ISSN: 2155-9570
Clinical image - (2016) Volume 7, Issue 5
This Ophthalmic Image describes a case of central retinal artery occlusion with patent cilioretinal artery in a woman in her 30s.
A 35 year old female presented with sudden painless decrease of vision in her right eye. Visual acuity in her right eye was 6/12 on distant Snellen’s acuity chart. A relative afferent pupillary defect was noted. Fundus examination in right eye showed optic disc swelling, retinal opacification and retinal edema with a perfused area of retina (Figure 1, arrowhead) at posterior pole suggestive of central retinal artery occlusion with patent cilioretinal artery.
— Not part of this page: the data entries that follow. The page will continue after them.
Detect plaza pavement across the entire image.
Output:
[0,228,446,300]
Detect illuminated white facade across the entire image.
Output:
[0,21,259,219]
A detailed medical history revealed that she had taken a dose of depot progesterone three months back for contraception. Complete haemogram, coagulation profile and lipid profile was normal. Carotid Doppler showed presence of a thrombus in right internal carotid artery for which she is under care of cardiologist. Central retinal artery occlusion with a patent cilioretinal artery presents with constriction of visual fields but central vision is preserved.
Figure 1: Fundus photograph of Right eye shows the presence of disc edema with mild hyperemia of the optic disc. Retina is edematous and opacified with loss of normal sheen, there is an area of normal retina at posterior pole with normal perfusion (arrowhead) corresponding to the circulation of cilioretinal artery.